Garment worker abuse in India’s factories has intensified due to fashion brands’ response to the COVID-19 pandemic, according to a new report from the Business & Human Rights Resource Centre, Asia Floor Wage Alliance and Society for Labour & Development. We collected testimonies from 90 women in 31 factories across three major garment-producing hubs in India: Delhi NCR, Karnataka and Tamil Nadu. These factories supply, or have recently supplied, to at least 12 global fashion brands and retailers: American Eagle, ASDA, C&A, Carrefour, H&M, JD Sports, Kohl’s, Levi Strauss & Co., Marks & Spencer, Primark, Tesco and VF Corporation (and its portfolio brands, including Vans). Our research found all women garment workers had witnessed or directly experienced gender-based violence and harassment (GBVH) in their workplaces, perpetrated by male supervisors and managers who drive them to meet unreasonable production targets set by fashion brands.

While garment workers reported GBVH on a daily basis before the pandemic, their experiences of GBVH at work intensified with successive COVID-19 waves, including reports of routine physical and verbal abuse, discrimination and unfair dismissal for pregnancy, widespread wage theft, lack of protection from COVID-19 and intensified work rates with inhumane and mandatory overtime, leading to exhaustion and increased accidents.

This report reveals how the fashion business model, which prioritises short-term profit, combined with inadequate government regulation and damaging patriarchal norms, creates and sustains the conditions for systemic and widespread GBVH in fashion supply chains.

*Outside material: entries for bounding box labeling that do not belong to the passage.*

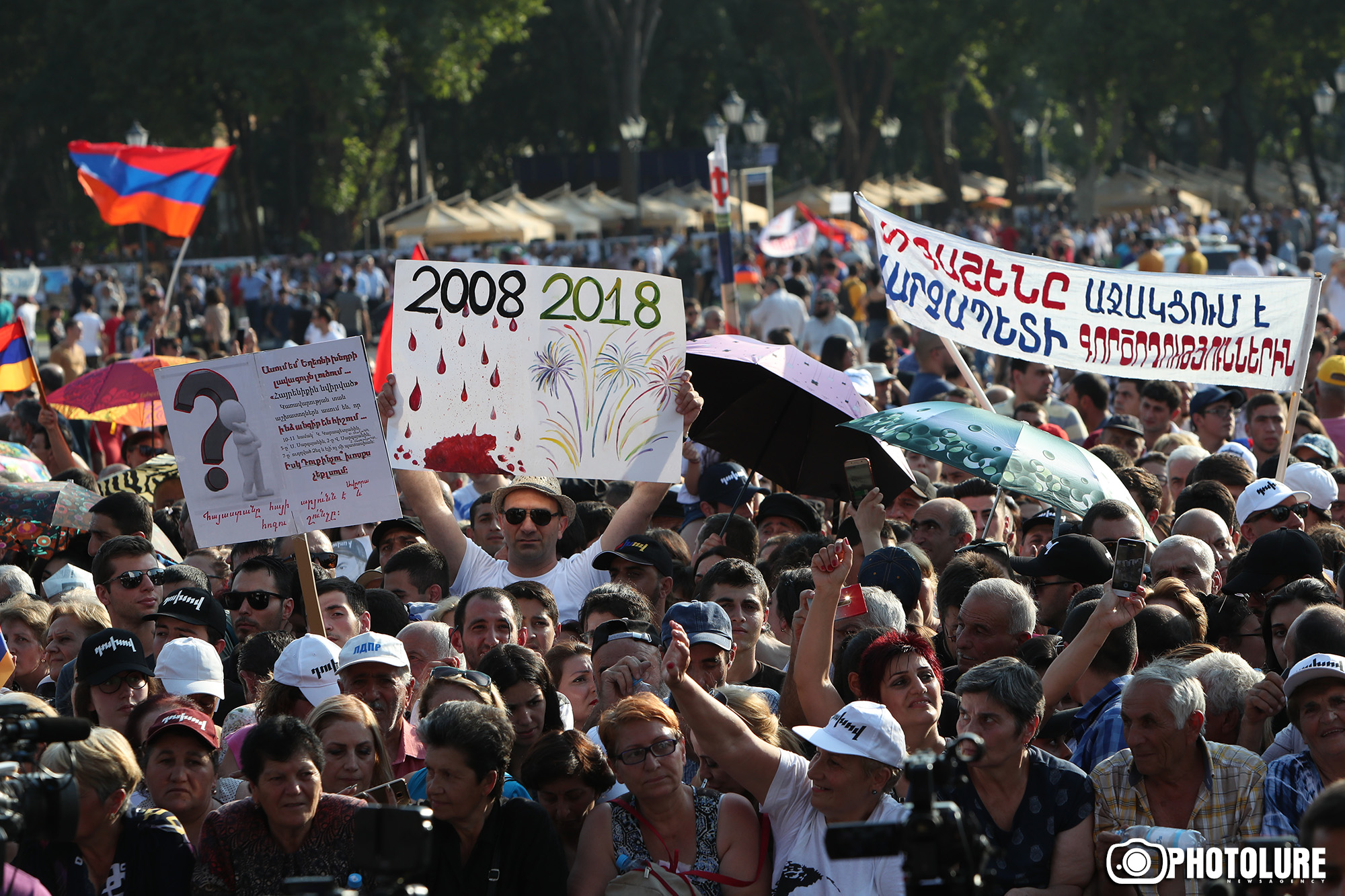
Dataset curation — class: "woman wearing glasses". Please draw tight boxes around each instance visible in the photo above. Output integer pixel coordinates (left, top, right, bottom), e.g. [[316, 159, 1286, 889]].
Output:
[[71, 628, 164, 735], [569, 688, 771, 896], [406, 666, 529, 799], [420, 701, 568, 896]]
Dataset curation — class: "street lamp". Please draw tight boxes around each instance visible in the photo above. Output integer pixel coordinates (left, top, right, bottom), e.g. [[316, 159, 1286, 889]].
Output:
[[126, 120, 149, 274]]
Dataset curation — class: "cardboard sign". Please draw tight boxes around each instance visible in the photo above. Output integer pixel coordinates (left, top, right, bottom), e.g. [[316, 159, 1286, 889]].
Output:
[[387, 261, 686, 482], [859, 196, 1317, 391], [155, 336, 402, 548]]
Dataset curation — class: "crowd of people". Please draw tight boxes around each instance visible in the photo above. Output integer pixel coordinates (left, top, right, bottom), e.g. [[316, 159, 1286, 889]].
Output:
[[0, 198, 1345, 896]]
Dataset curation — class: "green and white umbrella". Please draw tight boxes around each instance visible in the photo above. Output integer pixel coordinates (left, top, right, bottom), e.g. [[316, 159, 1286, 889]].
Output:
[[841, 401, 1155, 541]]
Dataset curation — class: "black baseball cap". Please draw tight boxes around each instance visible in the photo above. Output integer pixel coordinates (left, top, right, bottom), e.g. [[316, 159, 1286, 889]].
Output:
[[1224, 529, 1322, 595], [593, 536, 672, 579], [145, 588, 227, 641], [699, 460, 771, 507], [1009, 536, 1111, 587], [592, 619, 660, 654], [369, 517, 425, 551], [753, 491, 822, 532], [1100, 414, 1145, 436], [75, 628, 155, 686]]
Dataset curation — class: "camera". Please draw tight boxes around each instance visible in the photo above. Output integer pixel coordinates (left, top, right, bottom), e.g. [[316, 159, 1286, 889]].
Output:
[[0, 702, 90, 842], [826, 735, 993, 896], [1107, 837, 1167, 884]]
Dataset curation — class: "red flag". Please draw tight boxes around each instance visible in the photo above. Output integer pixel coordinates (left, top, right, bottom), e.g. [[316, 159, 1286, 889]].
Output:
[[799, 202, 850, 246], [374, 242, 429, 391]]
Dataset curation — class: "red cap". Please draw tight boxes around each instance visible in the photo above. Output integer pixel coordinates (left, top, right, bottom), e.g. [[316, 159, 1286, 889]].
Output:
[[145, 708, 219, 749]]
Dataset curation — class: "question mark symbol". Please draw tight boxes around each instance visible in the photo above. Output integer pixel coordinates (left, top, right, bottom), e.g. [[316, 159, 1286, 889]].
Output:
[[172, 370, 238, 491]]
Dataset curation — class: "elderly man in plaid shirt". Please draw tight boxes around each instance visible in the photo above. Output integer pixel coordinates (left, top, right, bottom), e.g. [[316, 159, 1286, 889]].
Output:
[[1091, 661, 1266, 896]]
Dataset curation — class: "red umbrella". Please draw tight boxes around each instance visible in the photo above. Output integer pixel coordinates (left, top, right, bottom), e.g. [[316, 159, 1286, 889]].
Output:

The findings demonstrate that reliance on a voluntary framework (codes of conduct, social audits and compliance statements) to protect women garment workers from violence and exploitation is insufficient and brands must be held legally accountable for the treatment of the women workers who make their clothes and profits. This is possible through mandatory human rights due diligence legislation, and enforceable supply chain agreements that commit brands to addressing GBVH in their supply chains.